When Roger Goodell became commissioner, he took this idea to laughable excess. No longer content to enforce the league’s on-field rules, Goodell anointed himself a crusader against all perceived wrongs. He routinely suspends players for off-field incidents – even mere allegations — that have nothing to do with the actual game of professional football. His rationale is that any action by an NFL player that may reflect poorly on him also hurts the league somehow. (Of course, that doesn’t apply to Goodell’s employers, the franchise operators, who are free to be sleazy, racist, and dishonest businessmen, e.g. Daniel Snyder).
Then again, as a lifelong NFL bureaucrat, Goodell is simply extending the league’s on-field thinking to off-field situations. The NFL product is increasingly bureaucratic and not very “consumer friendly.” The league obsesses over trivial matters — fining players $5,000 for wearing the wrong socks, banning all truthful criticism of officiating mistakes, changing rules on the fly in the middle of the season — to the point where we’re no longer talking about private businessmen but quasi-governmental officials. Indeed, what private business outside of professional sports has a “Commissioner”?

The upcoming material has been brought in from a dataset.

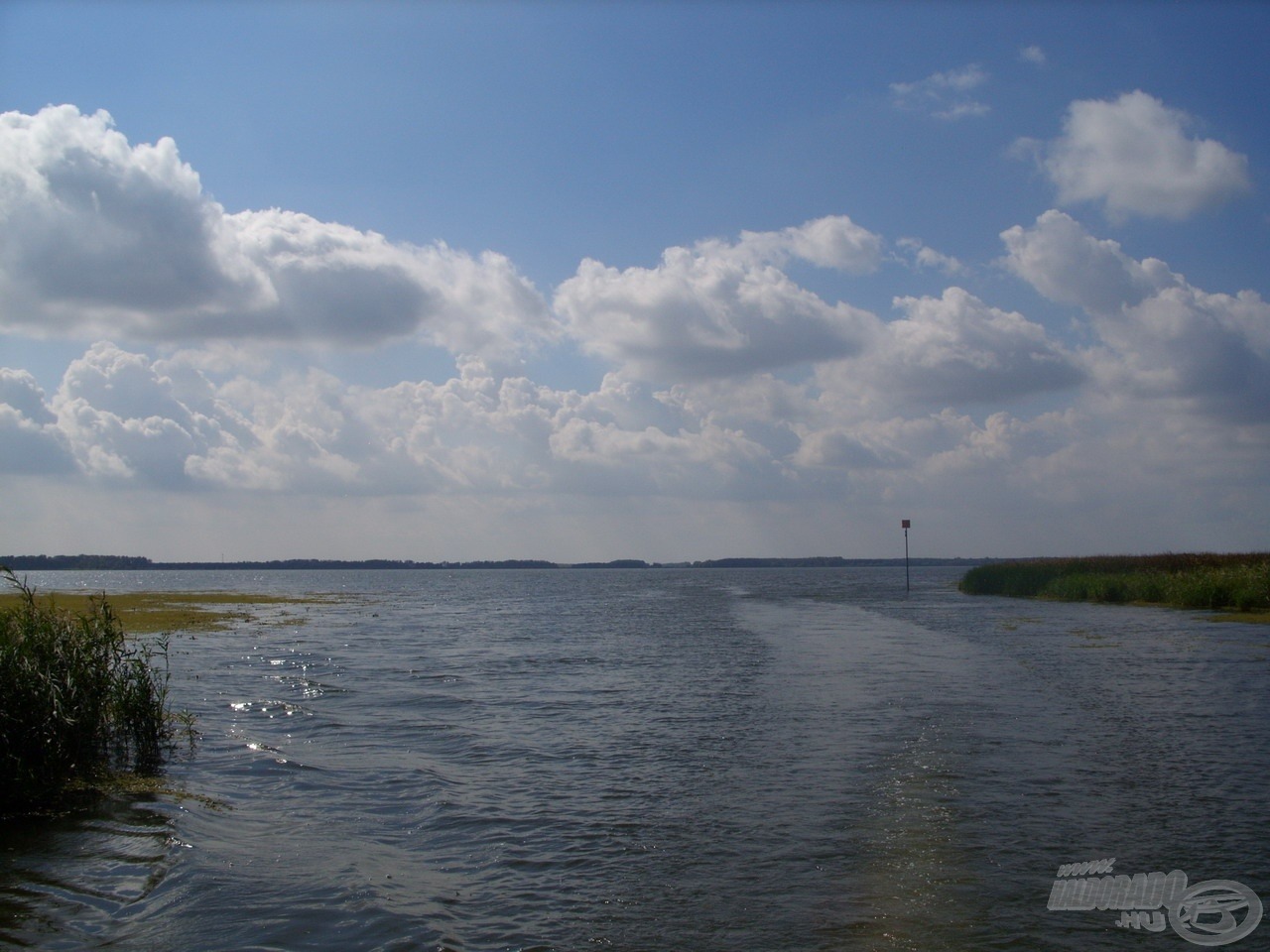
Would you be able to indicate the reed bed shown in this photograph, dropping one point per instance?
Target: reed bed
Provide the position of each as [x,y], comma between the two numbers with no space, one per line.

Not that any of this is surprising. When the majority of league stadiums are government finances, that mentality seeps into the league’s operations. When you attempt to circumvent the laws of economics by continually subsidizing poor management, what you’re left with is a even poorer management.
The one problem with Oliva’s critique is that Goodell’s crackdown on players who are not charged with crimes (Ben Roethlisberger) or, in one case, are alleged to have committed a tawdry offense that isn’t even illegal (Brett Favre) is actually a free market response. The NFL has to be careful with resentment on the part of its fans towards its players. That resentment has elements of race and class (a combination of conservative and liberal themes!) and is stoked by the sports media, which often have little food on their table, but have a lot of forks and knives and have to cut something. (See the comment in King’s piece by a tailgater in Cincinnati.) By becoming the avenging angel for fans, Goodell is responding to taste of the market. Not all bad qualities of the NFL are the result of its suckling at the government teat. Then again, if the point is that the NFL is an emblem of authoritarian, state-aided capitalism, then Sheriff Goodell fits right in.